Update, 20:37 Uhr: Die Ukraine verstärkt im laufenden Ukraine-Krieg ihre Schläge tief ins russische Staatsgebiet – Außenminister Andrij Sybiha bezeichnete die Angriffskampagne als gezielte Schwächung des russischen Kriegspotenzials. „Das ist eine vernünftige, effektive und strategisch durchdachte Kampagne. Sie schwächt das aggressive und terroristische Potential Russlands bereits heute“, erklärte Sybiha laut Ukrinform. Zugleich appellierte er an die russische Bevölkerung: Der von ihrer Führung entfachte Krieg kehre nun dorthin zurück, wo er herkomme – in ihr eigenes Land.

Update, 18:28 Uhr: Neue Offensive gegen Russlands Angriffskrieg: Die Ukraine hat im Ukraine-Krieg nach dem Starlink-Ausfall für russische Truppen offenbar die größten Gebietsgewinne seit mehr als zwei Jahren erzielt. Laut einem Bericht des Wall Street Journal konnten ukrainische Streitkräfte rund 400 Quadratkilometer in den Regionen Saporischschja und Dnipropetrowsk zurückerobern. Der Verlust des Satellitensystems zwang russische Einheiten auf veraltete Kommunikationswege zurück. „Ohne Starlink wurden sie im Grunde auf Kommunikationsmittel aus dem Kalten Krieg zurückgeworfen“, sagte ein ukrainischer Soldat dem Blatt.

Öl-Fabrik brennt: Kiew-Truppen setzen Putins Wirtschaft im Ukraine-Krieg harten Schlag zu

Update, 16:01 Uhr: Schlag gegen Russlands Wirtschaft: Im Ukraine-Krieg hat die ukrainische Armee die Saratower Ölraffinerie in der russischen Oblast Saratow attackiert. Dabei wurden nach ersten Angaben eine sekundäre Ölverarbeitungseinheit sowie ein vertikaler Stahltank mit einem Fassungsvermögen von 10.000 Kubikmetern beschädigt. Wie der Generalstab der ukrainischen Streitkräfte mitteilte, verarbeitet die betroffene Anlage Rohöl und stellt Kraft- sowie Schmierstoffe für den Bedarf der russischen Truppen her. Die Raffinerie gehört zu den ältesten Ölverarbeitungsbetrieben Russlands und verarbeitete zuletzt rund 4,8 Millionen Tonnen Öl pro Jahr.

Ukraine-Krieg aktuell: Russland gerät an der Ostfront massiv unter Druck

Update, 14:25 Uhr: In der Ostukraine toben derzeit heftige Gefechte. Kiew meldete dort hohe russische Verluste, angebliche Geländegewinne konnten bisher unabhängig aber nicht bestätigt werden. Militärnahe russische Blogger gestehen aber mittlerweile Probleme an Frontabschnitten wie Kupjansk im Norden und Huljaipole im Süden ein. Im Februar hat die Ukraine nach einigen Berechnungen erstmals seit 2023 wieder mehr Fläche zurückerobert als verloren.
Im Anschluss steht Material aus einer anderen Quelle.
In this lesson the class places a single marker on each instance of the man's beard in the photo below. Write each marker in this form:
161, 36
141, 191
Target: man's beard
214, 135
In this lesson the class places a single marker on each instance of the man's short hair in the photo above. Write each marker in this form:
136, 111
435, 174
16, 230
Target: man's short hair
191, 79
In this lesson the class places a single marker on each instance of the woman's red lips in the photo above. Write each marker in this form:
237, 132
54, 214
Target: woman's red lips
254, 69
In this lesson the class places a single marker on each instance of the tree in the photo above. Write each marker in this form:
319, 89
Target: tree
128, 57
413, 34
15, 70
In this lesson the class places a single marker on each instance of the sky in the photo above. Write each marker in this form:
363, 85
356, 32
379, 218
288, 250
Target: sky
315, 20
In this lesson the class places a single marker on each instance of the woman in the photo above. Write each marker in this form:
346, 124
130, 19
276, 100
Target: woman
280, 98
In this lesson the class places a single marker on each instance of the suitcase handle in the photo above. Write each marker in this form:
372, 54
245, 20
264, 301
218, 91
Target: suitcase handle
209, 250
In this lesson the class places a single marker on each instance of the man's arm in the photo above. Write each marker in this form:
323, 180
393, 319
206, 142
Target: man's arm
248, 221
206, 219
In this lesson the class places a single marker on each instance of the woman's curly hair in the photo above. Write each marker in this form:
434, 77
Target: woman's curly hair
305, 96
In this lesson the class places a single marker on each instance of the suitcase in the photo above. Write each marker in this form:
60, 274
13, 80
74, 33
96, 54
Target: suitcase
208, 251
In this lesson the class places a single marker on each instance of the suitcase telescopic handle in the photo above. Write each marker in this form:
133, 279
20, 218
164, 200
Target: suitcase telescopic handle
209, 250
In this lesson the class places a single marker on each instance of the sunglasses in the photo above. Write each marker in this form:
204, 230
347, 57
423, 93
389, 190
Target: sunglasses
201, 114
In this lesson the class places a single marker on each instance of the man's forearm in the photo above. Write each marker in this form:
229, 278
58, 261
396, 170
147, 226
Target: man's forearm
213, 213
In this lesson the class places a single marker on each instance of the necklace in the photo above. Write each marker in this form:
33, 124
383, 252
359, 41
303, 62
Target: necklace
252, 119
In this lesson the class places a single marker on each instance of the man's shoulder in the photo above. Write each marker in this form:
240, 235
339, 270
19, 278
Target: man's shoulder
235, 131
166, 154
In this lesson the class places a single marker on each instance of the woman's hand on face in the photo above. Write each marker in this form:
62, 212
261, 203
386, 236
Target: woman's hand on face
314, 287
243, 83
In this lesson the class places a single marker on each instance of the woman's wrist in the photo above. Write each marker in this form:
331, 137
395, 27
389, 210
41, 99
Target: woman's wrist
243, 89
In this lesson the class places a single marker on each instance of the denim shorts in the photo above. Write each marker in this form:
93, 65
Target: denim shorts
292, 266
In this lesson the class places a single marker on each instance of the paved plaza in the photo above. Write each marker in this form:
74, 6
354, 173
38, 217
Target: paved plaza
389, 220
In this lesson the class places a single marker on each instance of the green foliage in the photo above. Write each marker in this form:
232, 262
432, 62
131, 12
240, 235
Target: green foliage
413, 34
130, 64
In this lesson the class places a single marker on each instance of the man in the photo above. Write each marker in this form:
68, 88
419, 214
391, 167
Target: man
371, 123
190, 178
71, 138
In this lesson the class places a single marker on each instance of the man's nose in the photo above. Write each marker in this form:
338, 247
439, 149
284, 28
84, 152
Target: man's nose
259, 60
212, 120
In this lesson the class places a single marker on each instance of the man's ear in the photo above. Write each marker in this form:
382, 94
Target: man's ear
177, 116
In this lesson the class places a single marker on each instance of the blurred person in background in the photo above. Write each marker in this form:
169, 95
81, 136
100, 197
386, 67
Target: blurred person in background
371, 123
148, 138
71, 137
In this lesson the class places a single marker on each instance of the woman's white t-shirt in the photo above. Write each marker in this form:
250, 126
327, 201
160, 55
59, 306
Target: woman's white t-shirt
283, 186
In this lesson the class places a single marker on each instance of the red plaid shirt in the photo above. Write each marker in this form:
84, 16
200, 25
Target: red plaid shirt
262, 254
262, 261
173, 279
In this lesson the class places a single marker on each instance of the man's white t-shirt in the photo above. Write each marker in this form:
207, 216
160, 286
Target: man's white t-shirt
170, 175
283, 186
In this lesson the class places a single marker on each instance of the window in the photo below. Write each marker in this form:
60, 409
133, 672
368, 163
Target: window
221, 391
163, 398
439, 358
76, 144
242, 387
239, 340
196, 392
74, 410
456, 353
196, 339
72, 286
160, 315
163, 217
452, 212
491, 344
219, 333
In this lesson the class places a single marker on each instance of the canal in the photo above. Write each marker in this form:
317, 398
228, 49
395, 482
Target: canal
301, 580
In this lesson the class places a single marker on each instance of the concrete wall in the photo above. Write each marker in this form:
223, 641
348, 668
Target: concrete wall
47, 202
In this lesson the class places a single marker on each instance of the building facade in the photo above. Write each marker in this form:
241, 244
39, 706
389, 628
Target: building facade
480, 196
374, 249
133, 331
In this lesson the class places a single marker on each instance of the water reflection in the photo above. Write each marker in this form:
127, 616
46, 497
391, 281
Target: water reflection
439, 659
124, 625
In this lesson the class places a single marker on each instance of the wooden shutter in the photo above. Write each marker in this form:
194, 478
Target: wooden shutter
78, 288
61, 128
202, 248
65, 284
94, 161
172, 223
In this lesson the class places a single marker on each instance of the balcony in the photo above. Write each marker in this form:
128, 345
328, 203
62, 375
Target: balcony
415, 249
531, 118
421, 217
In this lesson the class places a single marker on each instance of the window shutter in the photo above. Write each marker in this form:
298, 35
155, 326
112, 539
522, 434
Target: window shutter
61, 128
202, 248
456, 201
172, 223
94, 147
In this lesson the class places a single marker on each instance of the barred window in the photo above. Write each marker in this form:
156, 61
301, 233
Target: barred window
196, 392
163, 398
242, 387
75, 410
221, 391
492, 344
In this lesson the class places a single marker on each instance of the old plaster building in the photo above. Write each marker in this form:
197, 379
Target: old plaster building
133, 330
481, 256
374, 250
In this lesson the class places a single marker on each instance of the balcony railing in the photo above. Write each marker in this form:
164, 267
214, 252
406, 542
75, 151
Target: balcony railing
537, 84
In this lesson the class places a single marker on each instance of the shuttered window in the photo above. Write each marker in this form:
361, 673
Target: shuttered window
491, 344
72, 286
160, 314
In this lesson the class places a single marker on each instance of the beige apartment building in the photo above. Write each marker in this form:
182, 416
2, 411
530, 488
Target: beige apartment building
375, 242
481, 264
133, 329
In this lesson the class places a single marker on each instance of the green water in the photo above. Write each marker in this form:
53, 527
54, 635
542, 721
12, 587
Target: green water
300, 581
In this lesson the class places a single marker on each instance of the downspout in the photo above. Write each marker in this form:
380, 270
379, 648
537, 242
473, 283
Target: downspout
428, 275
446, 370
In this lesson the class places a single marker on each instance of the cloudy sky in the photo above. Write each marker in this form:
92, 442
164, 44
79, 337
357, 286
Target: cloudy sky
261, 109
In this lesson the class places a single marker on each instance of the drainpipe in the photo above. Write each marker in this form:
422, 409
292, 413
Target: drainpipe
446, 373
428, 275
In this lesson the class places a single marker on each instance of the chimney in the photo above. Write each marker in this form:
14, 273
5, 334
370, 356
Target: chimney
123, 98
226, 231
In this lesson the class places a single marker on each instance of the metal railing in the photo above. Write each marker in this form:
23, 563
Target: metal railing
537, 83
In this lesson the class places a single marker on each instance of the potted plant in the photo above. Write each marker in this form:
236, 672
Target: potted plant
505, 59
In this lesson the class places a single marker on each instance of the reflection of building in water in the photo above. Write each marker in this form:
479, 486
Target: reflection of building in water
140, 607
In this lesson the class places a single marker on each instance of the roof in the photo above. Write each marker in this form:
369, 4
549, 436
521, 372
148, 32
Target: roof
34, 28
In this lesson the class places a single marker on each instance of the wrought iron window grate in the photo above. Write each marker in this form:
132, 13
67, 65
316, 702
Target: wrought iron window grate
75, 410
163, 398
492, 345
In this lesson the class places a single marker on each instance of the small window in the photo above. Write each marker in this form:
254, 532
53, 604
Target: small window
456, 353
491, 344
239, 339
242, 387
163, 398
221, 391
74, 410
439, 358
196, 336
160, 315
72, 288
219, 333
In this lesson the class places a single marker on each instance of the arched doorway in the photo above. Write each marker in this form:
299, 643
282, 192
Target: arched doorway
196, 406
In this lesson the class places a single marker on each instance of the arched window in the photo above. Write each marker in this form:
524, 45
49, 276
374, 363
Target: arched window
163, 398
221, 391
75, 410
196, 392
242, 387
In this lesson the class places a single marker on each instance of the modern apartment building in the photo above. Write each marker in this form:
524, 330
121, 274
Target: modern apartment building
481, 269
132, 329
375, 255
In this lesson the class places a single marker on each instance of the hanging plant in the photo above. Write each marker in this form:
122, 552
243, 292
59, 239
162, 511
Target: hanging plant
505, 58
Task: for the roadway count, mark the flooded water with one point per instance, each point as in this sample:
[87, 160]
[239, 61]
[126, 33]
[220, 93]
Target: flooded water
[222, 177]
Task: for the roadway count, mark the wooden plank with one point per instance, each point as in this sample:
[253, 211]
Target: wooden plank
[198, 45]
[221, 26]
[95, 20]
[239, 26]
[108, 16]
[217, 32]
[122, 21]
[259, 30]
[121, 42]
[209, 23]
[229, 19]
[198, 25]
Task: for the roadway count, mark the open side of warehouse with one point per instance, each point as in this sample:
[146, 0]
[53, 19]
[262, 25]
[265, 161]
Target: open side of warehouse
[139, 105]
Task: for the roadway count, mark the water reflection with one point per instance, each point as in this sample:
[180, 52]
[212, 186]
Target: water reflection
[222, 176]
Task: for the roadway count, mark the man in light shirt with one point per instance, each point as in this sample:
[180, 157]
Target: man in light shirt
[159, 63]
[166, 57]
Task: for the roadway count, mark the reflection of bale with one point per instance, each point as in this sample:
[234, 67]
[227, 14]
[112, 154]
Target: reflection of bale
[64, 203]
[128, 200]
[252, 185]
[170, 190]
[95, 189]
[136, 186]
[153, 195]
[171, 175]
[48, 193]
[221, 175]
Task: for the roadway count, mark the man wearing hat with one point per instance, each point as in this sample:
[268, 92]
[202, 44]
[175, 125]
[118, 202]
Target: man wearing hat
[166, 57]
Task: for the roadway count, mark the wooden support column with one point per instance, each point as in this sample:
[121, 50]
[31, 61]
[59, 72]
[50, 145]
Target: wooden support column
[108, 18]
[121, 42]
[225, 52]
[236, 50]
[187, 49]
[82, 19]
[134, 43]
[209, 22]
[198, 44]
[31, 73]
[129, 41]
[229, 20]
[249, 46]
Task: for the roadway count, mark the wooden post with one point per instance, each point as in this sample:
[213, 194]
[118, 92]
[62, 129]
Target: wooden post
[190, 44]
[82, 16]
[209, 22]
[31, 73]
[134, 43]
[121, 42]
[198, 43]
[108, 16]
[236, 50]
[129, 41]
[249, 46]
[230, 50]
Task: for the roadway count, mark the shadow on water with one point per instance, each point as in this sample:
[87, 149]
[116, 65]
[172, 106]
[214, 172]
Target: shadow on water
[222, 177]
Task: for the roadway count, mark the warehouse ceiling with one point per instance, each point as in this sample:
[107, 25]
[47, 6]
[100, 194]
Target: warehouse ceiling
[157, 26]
Ukraine-Krieg aktuell: Gefechte an der Ostfront nehmen an Intensität zu

Erstmeldung: Die Kämpfe an der Front im Osten der Ukraine haben sich nach Angaben des Kiewer Generalstabs in den vergangenen Tagen verstärkt. Am Freitag habe es 161 einzelne Gefechte gegeben, hieß es aus Kiew. Einige Militärbeobachter vermuten laut dpa, dass die Ukraine eine erste Frühjahrsoffensive der Russen habe abwehren können. Das US-amerikanische Institut für Kriegsstudien (ISW) schrieb vorsichtiger, dass die russische Armee mit verstärkten Erkundungsangriffen vermutlich ihre Frühjahrs-/Sommeroffensive vorbereite.